An element of sadness and nostalgia overlays the whole film, though. Most scenes pair cool tones with slow, wistful music, giving the entirety of the film a gloomy feeling, even as Didion talks of her brighter moments.
This melancholy could be a reflection of Didion’s own writing. In both her fiction and nonfiction, one would be hard pressed to find a happily-ever-after. The sadness of the film really comes to a head in its later half when the focus shifts to Didion losing both her daughter and her husband within two years of each other.
The Center Will Not Hold does allow for more quirky aspects of Didion’s life to come to light. Between her big sunglasses and her bob haircut, the artist finally lets people in on the little details of her life — like her need for an ice cold Coca-Cola first thing in the morning, or how, when she was stuck on a manuscript, she would put it in a bag in the freezer and come back to it later. Didion was rarely forthcoming about her life, which makes these insights about who she is as a person all the more valuable.
The worst part of the documentary, however, is that the beginning of the film rushes through much of Didion’s young career.
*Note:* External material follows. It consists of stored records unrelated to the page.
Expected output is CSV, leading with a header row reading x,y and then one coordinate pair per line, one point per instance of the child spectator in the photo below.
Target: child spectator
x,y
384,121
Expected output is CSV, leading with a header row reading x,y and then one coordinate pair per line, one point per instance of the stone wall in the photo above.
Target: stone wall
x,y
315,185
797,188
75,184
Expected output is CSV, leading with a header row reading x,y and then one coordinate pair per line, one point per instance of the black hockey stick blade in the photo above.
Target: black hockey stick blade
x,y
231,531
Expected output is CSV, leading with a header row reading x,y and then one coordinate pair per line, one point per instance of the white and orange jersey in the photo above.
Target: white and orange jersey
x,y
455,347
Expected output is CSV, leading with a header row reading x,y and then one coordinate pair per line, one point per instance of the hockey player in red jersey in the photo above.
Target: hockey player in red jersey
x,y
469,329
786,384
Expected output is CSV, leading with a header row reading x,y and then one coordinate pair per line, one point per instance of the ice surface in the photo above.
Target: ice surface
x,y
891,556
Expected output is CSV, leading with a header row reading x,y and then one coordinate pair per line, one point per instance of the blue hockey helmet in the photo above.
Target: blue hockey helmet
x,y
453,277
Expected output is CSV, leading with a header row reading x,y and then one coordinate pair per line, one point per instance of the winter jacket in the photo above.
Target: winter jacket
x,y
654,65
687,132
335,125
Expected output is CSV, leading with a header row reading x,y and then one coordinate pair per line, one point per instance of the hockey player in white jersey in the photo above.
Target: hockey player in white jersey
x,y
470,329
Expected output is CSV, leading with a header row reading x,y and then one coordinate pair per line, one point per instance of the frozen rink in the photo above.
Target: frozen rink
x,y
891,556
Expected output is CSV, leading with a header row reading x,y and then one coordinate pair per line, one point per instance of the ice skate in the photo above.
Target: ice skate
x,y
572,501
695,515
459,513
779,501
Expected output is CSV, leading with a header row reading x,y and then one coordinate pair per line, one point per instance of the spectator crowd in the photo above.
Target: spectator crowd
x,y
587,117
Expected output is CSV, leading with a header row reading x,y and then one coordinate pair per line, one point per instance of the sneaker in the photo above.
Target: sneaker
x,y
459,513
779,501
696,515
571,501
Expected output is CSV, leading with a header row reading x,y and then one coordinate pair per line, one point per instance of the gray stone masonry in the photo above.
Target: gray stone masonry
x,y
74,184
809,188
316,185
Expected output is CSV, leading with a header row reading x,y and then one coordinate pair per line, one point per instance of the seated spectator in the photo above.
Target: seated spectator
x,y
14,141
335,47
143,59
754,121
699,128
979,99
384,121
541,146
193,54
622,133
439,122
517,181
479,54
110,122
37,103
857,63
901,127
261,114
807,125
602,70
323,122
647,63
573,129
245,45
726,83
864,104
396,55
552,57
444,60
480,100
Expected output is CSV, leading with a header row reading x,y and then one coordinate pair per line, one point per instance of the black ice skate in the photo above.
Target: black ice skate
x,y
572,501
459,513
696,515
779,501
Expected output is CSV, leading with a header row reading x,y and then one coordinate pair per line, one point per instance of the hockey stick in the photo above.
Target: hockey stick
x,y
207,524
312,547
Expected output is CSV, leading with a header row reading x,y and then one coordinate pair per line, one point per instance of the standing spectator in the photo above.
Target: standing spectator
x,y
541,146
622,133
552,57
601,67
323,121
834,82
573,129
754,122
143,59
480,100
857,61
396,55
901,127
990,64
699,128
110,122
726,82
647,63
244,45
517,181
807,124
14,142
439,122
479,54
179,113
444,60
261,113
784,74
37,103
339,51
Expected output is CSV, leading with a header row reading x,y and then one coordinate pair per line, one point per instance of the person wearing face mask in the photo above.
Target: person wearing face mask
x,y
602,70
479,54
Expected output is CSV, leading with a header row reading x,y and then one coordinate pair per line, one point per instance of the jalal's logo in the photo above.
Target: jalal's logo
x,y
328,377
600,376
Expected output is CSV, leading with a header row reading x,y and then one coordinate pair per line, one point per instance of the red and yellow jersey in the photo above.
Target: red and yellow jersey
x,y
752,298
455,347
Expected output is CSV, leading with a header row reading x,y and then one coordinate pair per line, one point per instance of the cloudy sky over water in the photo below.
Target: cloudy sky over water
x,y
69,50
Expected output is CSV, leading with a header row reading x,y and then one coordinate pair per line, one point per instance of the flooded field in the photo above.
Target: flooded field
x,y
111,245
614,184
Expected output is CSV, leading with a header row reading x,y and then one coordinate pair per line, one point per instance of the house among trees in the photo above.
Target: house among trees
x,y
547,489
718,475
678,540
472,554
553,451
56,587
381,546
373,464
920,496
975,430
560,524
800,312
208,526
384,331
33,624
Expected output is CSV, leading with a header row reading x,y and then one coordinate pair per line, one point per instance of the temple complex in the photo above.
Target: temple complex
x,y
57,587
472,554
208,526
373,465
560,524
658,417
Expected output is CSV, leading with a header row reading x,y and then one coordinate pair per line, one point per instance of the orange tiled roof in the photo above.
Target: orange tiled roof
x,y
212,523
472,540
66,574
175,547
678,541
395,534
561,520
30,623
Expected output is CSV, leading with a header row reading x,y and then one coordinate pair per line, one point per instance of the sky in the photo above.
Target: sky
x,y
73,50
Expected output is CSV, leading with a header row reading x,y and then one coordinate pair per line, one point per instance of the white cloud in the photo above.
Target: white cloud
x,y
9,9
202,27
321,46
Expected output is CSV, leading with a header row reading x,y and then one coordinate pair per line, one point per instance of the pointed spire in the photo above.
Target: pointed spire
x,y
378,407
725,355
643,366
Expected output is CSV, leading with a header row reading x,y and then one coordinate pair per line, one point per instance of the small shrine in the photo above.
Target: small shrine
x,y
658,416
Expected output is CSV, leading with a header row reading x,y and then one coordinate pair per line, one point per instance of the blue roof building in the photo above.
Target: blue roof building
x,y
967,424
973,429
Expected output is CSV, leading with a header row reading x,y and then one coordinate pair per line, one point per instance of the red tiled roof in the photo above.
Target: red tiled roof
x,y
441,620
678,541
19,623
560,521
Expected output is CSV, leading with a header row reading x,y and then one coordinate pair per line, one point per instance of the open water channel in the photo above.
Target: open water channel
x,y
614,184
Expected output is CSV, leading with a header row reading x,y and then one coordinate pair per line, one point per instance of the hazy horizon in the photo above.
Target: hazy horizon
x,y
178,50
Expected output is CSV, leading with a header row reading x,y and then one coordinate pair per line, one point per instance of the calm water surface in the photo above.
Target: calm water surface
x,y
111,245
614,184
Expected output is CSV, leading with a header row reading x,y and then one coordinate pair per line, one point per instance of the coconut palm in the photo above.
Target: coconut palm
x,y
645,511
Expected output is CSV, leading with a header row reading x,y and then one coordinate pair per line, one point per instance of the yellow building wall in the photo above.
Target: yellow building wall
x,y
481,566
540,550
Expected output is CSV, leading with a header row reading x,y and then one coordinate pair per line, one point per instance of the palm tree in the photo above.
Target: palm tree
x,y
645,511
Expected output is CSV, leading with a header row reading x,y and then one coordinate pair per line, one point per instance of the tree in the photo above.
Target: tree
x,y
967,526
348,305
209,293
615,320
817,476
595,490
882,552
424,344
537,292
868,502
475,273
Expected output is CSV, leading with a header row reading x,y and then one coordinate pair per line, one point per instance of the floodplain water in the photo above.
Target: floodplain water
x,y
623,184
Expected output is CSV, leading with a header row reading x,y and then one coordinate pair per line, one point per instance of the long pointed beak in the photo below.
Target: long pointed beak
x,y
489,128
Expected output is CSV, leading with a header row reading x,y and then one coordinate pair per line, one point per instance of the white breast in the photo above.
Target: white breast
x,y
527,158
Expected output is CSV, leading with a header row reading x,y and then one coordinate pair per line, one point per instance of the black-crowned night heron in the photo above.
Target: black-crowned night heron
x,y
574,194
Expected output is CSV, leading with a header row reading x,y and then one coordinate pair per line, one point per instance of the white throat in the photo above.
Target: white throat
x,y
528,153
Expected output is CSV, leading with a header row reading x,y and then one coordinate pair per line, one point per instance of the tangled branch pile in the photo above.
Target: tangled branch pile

Her time at Vogue is briefly glided over, as is the first time she moves back to California. Much of the latter half of the movie is focused on the novel she wrote in response to her grief, which is understandable as a significant event, but it would have been nice to also see where Didion got her start. This is not a documentary I would have watched without prior knowledge of Didion.
The film also could have wrapped up about fifteen minutes before it actually ended. Besides offering a little insight into another of her works, this time is more-or-less directionless filler.
Watching this film, I see a part of every aspiring writer I know. Didion’s desire to get the story and to tell it right is mimicked in every one of them. This, on top of the new light shed on such an iconic voice, not only exposes a new generation to her work but exalts Didion and the life she lived.